Open mrshirts opened 3 years ago

mrshirts commented 3 years ago

Suggestion that each instance of the simulation running has its own directory.

Many simulation programs generate intermediate files that have names that are the same each time the program in invoked. Having multiple instances of the simulation running the the same directory is likely to cause problems with the simulations interfering with each other.

Users should not need to know what the paths of those directories are; this would be something that scale-ms manages automatically.

FYI, Signac from the Glotzer group is a good thing to look at for inspiration for a software that manages large scale simulation ensembles (no adaptive control there, just keeping track of lots of files from lots of instances of programs): https://docs.signac.io/en/latest/)

peterkasson commented 3 years ago

I think each instance should have its own sandbox, but this shouldn't be by default persistent or externally accessible: declared outputs are returned outside of the sandbox. (Having a complex externally accessible tree of results files is something we did with Copernicus, and it was a real pain from a user point of view.) Does that make sense?

On Tue, Nov 24, 2020 at 8:06 AM Michael Shirts notifications@github.com wrote:

Suggestion that each instance of the simulation running has its own directory.

Many simulation programs generate intermediate files that have names that are the same each time the program in invoked.

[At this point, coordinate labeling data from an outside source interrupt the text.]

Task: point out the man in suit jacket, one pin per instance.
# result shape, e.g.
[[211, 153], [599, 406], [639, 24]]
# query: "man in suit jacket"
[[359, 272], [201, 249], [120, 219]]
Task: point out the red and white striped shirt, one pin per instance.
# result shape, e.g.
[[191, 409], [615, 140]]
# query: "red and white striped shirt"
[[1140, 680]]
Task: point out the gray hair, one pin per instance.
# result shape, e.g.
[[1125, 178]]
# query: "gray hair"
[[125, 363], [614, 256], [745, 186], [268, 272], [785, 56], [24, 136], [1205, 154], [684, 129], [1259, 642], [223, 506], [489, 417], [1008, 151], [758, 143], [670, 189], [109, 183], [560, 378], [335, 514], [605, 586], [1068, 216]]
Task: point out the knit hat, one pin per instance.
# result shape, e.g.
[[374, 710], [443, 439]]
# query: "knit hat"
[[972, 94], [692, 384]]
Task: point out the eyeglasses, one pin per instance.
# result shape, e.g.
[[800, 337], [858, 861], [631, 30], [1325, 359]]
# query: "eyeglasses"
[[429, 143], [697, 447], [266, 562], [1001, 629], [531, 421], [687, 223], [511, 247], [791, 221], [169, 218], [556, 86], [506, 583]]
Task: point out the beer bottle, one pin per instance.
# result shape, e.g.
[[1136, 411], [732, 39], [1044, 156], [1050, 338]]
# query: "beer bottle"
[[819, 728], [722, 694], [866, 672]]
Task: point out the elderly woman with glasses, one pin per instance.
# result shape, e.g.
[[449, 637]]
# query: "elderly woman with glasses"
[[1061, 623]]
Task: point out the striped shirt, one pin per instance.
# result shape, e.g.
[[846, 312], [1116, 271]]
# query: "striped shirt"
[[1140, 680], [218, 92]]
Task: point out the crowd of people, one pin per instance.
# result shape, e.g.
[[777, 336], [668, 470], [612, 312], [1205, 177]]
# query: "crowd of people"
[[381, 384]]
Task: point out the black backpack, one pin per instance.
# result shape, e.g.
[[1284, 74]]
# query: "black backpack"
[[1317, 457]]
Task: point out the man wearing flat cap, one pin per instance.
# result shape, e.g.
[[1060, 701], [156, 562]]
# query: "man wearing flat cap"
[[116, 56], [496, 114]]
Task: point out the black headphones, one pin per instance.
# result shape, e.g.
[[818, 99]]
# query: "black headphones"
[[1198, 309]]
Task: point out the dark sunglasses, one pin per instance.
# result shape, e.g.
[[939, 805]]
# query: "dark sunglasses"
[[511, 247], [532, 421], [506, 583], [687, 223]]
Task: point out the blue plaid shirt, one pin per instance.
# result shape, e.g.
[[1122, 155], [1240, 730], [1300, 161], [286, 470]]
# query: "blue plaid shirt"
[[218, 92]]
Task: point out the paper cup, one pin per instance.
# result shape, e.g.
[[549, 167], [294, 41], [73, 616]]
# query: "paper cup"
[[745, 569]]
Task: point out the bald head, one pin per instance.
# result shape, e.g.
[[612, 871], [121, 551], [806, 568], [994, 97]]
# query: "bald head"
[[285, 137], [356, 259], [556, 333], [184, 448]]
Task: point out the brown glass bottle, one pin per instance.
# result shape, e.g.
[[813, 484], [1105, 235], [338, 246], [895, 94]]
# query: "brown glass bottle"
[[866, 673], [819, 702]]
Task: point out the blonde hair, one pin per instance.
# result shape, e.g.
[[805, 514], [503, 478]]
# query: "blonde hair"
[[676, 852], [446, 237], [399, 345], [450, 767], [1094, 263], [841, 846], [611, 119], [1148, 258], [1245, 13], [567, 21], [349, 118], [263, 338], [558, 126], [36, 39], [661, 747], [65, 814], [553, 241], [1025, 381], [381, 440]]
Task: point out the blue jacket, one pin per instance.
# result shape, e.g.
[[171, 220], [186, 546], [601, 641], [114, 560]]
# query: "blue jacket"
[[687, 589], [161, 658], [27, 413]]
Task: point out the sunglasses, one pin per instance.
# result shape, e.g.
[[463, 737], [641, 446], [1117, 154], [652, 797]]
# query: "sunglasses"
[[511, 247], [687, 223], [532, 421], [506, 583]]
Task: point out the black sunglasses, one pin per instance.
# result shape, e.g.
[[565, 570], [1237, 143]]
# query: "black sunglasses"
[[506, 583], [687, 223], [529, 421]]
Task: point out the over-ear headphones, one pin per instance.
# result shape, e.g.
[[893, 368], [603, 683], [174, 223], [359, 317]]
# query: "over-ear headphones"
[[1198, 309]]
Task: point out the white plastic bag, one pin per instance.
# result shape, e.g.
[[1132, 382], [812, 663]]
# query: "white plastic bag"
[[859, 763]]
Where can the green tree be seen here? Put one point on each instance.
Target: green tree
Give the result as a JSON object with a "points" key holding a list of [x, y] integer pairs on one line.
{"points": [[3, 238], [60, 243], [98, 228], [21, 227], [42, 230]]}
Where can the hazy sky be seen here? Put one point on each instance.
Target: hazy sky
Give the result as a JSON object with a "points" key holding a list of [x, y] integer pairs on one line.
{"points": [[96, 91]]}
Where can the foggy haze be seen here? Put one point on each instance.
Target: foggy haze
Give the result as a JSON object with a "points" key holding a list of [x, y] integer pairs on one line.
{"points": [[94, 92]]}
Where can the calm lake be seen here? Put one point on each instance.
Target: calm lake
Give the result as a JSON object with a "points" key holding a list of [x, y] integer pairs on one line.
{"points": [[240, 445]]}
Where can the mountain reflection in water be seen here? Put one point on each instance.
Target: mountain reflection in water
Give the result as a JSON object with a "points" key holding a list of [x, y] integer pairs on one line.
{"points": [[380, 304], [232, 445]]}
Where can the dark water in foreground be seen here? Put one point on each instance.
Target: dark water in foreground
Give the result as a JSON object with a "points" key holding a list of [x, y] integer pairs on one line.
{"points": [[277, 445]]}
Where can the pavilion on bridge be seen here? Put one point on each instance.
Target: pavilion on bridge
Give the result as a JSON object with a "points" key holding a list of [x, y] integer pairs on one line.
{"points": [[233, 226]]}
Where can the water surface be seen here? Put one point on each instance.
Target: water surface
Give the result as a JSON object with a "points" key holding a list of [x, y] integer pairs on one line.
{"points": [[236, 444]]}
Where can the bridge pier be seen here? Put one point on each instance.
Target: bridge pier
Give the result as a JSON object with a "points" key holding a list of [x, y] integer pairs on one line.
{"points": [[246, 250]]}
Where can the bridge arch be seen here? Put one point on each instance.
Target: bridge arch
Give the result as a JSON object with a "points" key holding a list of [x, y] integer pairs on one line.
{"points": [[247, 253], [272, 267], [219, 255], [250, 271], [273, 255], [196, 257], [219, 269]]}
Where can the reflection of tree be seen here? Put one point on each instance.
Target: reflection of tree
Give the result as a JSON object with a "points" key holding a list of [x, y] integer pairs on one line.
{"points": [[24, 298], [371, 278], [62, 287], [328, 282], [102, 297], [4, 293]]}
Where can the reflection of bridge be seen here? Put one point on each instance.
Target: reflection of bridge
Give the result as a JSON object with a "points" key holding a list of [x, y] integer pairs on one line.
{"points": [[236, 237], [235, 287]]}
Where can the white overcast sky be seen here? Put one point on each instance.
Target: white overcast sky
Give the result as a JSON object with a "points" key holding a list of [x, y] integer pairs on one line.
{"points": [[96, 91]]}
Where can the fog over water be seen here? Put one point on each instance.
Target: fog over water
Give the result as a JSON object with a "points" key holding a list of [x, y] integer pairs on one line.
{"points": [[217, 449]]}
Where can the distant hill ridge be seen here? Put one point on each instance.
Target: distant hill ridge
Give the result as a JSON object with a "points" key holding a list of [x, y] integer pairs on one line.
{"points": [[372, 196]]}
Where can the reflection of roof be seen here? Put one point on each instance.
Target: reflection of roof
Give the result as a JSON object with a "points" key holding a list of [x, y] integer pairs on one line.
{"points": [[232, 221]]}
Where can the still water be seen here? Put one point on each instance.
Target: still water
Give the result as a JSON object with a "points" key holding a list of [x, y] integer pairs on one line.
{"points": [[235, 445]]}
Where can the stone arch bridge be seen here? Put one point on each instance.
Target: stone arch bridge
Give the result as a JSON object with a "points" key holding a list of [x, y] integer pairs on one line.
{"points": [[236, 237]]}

Having multiple instances of the simulation running the the same directory is likely to cause problems with the simulations interfering with each other.

Users should not need to know what the paths of those directories are; this would be something that scale-ms manages automatically.

FYI, Signac from the Glotzer group is a good thing to look at for inspiration for a software that manages large scale simulation ensembles (no adaptive control there, just keeping track of lots of files from lots of instances of programs): https://docs.signac.io/en/latest/)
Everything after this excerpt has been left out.